Thursday 22 August 2019

Parents forced to skip paying home bills to cover school costs

Jayna McCluskey (age 8) from Whitehall and Mark Araj (10) from Beaumont pose for the launch of the Barnardos School Costs Survey 2017
Jayna McCluskey (age 8) from Whitehall and Mark Araj (10) from Beaumont pose for the launch of the Barnardos School Costs Survey 2017

Many parents are skipping household bills to meet the cost of back-to-school expenses.

Faced with forking out more than €300 for books alone, they are having to "rob Peter to pay Paul".

Barnardo's accused the Government of forcing parents to subsidise an underfunded education system.

It costs up to €800 to buy all that is needed for a pupil starting in first year in secondary school, a survey by the children's charity found.

Parents of a senior infant in primary school must find €355 for clothes, footwear, books and other costs like ­classroom resources. More than any other public service, schooling relies on ­subsidies from families, according to ­Barnado's head of advocacy June Tinsley, right.

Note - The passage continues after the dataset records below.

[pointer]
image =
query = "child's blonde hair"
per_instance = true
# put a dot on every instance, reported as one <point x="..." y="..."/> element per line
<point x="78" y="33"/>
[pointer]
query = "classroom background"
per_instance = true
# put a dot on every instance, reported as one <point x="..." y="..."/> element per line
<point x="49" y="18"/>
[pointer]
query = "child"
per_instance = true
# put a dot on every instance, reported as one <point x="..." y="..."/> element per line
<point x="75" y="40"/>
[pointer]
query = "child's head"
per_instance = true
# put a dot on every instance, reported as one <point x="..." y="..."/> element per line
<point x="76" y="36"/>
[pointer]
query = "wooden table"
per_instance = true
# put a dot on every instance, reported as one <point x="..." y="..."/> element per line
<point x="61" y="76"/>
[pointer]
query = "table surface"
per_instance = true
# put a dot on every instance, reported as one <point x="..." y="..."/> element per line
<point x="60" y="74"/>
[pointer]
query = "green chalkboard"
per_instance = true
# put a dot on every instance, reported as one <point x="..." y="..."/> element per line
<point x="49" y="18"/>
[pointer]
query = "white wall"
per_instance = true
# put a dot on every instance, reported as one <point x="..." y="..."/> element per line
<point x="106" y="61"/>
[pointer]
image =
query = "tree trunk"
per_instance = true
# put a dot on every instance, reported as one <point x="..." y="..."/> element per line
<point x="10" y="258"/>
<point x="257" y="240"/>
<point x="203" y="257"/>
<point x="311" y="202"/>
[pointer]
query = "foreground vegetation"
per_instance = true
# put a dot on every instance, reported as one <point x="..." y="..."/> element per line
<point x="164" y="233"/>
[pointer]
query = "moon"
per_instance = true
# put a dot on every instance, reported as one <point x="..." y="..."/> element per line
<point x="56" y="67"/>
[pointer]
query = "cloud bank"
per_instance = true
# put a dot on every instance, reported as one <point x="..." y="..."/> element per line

"The ­impact of these ­mounting costs means many parents are forgoing other bills, cutting back on daily essentials or ending up in debt to ensure their children have all they need for the new year," she said.


Barnardo's poll of 1,800 parents found that 45pc had to ignore other bills or cut back on daily essentials to support their children's education.

Most parents of primary school pupils pay between €50 and €100 on books. One in five parents of secondary school pupils pays more than €300. The survey found generic school uniforms are more common at primary level than secondary.

Parents spend an average of €95 on school-specific uniforms at primary level, and between €150 and €200 at secondary.

Costs have remained similar to last year's, with a slight reduction in the amount sought for the voluntary contribution, and a fall in the cost of footwear.

However, the survey found that fewer parents are being asked to pay a voluntary contribution this year.


Instead, more are being asked to pay the mandatory classroom resources fees.

Ms Tinsley said the costs for parents are huge.

"No other public service has to subsidise their funding to keep the show on the road, so why should the Department of Education expect schools to have to undertake extensive fundraising activities from parents and staff to fund necessities?"

She said Budget 2018 must take the first step towards making education free for all children by providing free books for all pupils in primary school.

Barnardo's urged the Government to uphold a child's constitutional right to free primary education - committing an extra €103.2m a year in Budget 2018 to make it happen.

Ms Tinsley said this can be phased in over three years starting with €20m on free school books for all.

Barnardo's also wants the Government to commit to investing €126.9m annually to make secondary education free for all children once the goal of free primary education has been achieved.